[www] r176209 - Add LNT statistics project

Thu Feb 28 11:35:13 PST 2013

Sorry - mashed send by accident... continuing.

On Thu, Feb 28, 2013 at 11:28 AM, David Blaikie <dblaikie at gmail.com> wrote:
> On Thu, Feb 28, 2013 at 11:08 AM, Renato Golin <renato.golin at linaro.org> wrote:
>> On 28 February 2013 18:53, David Blaikie <dblaikie at gmail.com> wrote:
>>>
>>> I'm really confused by what you're saying/getting at.
>>
>>
>> We both are... ;)
>>
>>
>>> Are you suggesting that these are acceptable tests but that my
>>> proposal to add "execute multiple times until desired confidence is
>>> achieved" on top of them would be problematic?
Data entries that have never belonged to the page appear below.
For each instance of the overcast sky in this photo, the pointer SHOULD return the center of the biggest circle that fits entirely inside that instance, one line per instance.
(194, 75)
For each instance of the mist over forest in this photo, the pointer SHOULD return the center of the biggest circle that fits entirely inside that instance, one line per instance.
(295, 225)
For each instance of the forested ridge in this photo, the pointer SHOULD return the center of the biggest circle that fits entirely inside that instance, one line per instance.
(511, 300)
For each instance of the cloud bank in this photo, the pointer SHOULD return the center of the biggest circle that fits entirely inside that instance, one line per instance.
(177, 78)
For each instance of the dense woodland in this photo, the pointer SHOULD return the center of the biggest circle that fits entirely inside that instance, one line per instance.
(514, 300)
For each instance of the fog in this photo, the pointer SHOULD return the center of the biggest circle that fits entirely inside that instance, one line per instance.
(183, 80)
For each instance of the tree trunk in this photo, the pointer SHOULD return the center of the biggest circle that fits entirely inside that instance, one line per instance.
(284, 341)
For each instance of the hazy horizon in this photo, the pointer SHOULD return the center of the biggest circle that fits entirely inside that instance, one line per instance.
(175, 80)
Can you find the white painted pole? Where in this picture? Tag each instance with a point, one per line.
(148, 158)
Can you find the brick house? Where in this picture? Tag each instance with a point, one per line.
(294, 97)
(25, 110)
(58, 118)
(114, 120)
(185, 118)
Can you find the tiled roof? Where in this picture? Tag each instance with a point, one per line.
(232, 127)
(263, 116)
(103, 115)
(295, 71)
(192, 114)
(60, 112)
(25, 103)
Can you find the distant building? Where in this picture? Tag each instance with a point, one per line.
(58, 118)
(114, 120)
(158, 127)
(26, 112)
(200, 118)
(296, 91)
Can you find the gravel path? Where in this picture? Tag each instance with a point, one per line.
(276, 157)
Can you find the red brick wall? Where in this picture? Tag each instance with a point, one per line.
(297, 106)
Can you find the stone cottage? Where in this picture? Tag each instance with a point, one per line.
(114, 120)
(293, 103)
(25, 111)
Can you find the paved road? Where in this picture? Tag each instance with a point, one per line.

Or are you suggesting
>>> that these are examples of bad ideas that are similar/equivalent to my
>>> idea?
>>
>>
>> Linpack and Dhrystone are bad examples of compiler tests (IMHO), since
>> they're developed as platform tests. (see below)
>>
>>
>>> I don't think they're equivalent & I think they're a bad idea as a test
>>> suite.
>>
>>
>> I agree the tests we currently run could be much better executed.
>>
>>
>>> Execution for benchmarks should be deterministic in their behavior
>>> (including execution time/space) not based on clock/wall time
>>> (measuring execution time of an annealing algorithm that spends N
>>> seconds annealing is useless, for example... because it's always going
>>> to take N seconds).
>>
>>
>> Yes, you got me wrong, that would be silly. ;)
>>
>>
>>> 3 seconds +/- 0.25 of a second" (or something like that - of course we
>>> could keep all the actual run times in the report & summarize it in
>>> different ways for different clients).
>>
>>
>> I'd prefer to only output raw numbers and let presentation / crunching logic
>> to the infrastructure.
>>
>>
>>> It could even go a step further and use the previous runs to decide
>>> how much confidence was required for the current run (eg: if
>>> yesterday's run was 3+/-0.25 and after a fewer runs today the test
>>> reached 5+/-1 we could stop running even though the confidence
>>> interval was wider - because we're already way outside the bounds
>>> based on yesterday's performance). This is probably overkill but just
>>> an example.
>>
>>
>> Not all tests have clear idea of confidence. Changing benchmarks to add the
>> idea of confidence requires target specific behaviour (see Livermore Loops)
>> and that's not a good way to spot compiler regressions (IMHO), but is still
>> a valid platform benchmark.
>>
>> My main point is the difference between platform (CPU+MEM+OS+Software+etc),
>> rather than simply compiler optimization and code quality benchmarks.
>>
>> The first category allows heuristics and dynamic testing (confidence check,
>> etc), the second doesn't.
>>
>> Things like micro-benchmarks or vectorization tests can suffer a lot from
>> change in one instruction, and if you add heuristics, you can eliminate the
>> problem before even running the test (by detecting the slowness and trying
>> something different, for example), and we'd never spot the regression that
>> will show in user code (where no heuristics is being done).
>
> I'm still confused as to which things you're talking about. My
> suggestion is that we can get higher confidence on the performance of
> tests by running them multiple times. Also, that we can reduce the
> cost of that increased confidence by choosing the number of runs
> dynamically to reduce the time we pay. Given how long these runs take
> and how important it is to get finer granularity with the same
> hardware resources we have.
>
>> Not to mention that simply increasing the number of cycles by a fixed amount
>> is far simpler to do on a batch of hundreds of completely different
>> benchmarks. :D
>
> Right - and any test like Livermore that uses heuristics & timing to
> motivate its own behavior is a problem even for this idea "run a fixed
> multiple" (& our buildbot configuration currently runs 3 times - but
> it runs the entire suite 3 times one after the other, rather than
> running each test 3 times in a row - so you'll still not get terribly
> stable numbers because each run is cold (but, yes, this might be more
> realistic - but noisy results aren

but noisy results aren't actionable anyway)). So my idea of "run a
dynamic number of times until we get some confidence" applies to all
the cases your "run a fixed number of times" does & has nothing to do
with the problems of Livermore, etc. Those problems exist for both
ideas which is why I'm confused about you bringing them up.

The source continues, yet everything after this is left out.